Nowadays, cable is where the action is, and viewers and critics are so eager to show that they’re up to the demands of this challenging medium that when a flawed show that’s clearly straining to join the pantheon arrives, they’ll give it a leg up and even fall over themselves concocting helpful theories explaining why what appear to be its biggest problems are actually the proof that it’s a masterpiece. If, for example, you got a little weary of the overcooked philosophical-hogwash that Matthew McConaughey was obliged to spout throughout True Detective, you may find it reassuring that some reviewers heard the same stuff and reached the thrilling conclusion that McConaughey’s character is not just full of shit but, as Isaac Chotiner insists in The New Republic, “borderline insane.” If this is right, then, when you combine it with the fact that McConaughey’s character is also a master detective whose view of the world seems to be that of the show’s itself, then what we seem to have here is a shiny new TV series modeled on all those dusty old counterculture movies, from Morgan! and King of Hearts to Werner Herzog’s films with Bruno S., in which the insane person is the only one who can clearly see what’s in front of him—unless what’s in front of him is the tall, scar-faced man he’s searching for, if the man happens sitting down in a flattering light. I’m not convinced that the bloviating hero of True Detective really is meant to be cuckoo for Cocoa Puffs, but the basic point remains: this could be a great time for people looking to build strong artistic reputations by spinning TV shows out of ideas that were done to death in movies and books and the theater decades ago.
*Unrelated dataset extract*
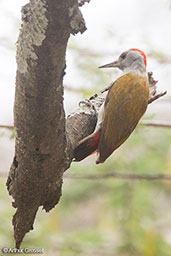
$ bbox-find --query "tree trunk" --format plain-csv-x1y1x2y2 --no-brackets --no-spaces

This “what the emperor was wearing when today’s smart cultural gatekeepers weren’t born yet” theory may be the best explanation for the otherwise inexplicable success of Rectify, which has just completed its second season on SundanceTV and has a third one already lined up. SundanceTV started out, back in the late ‘90s, as the Sundance Channel, a broadcast arm of the Sundance Film Festival; it used to show wall-to-wall independent movies, including some real obscure winners that had failed to achieve theatrical distribution or even a DVD release, such as The Target Shoots First, Christopher Wilcha’s funny, eye-opening documentary about his experiences working for the Columbia House mail-order club during the rise of alternative rock. Nowadays, SundanceTV plays pretty much the same roster of well-known “indie” movies as the similarly gelded Independent Film Channel, with commercial interruptions, while aiming to impress with such original TV programming as Jane Campion’s Top of the Lake and the excellent French series The Returned. Rectify was created by Ray McKinnon, a Georgia-born actor familiar for his roles in such movies as O Brother, Where Art Thou?, Take Shelter, and Mud, and as the gently unstable minister who Al Swearengen put out of his misery on the HBO series Deadwood; in indie-movie/art-TV circles, he, as Holly Hunter’s daughters said of his character in O Brother, is bona fide.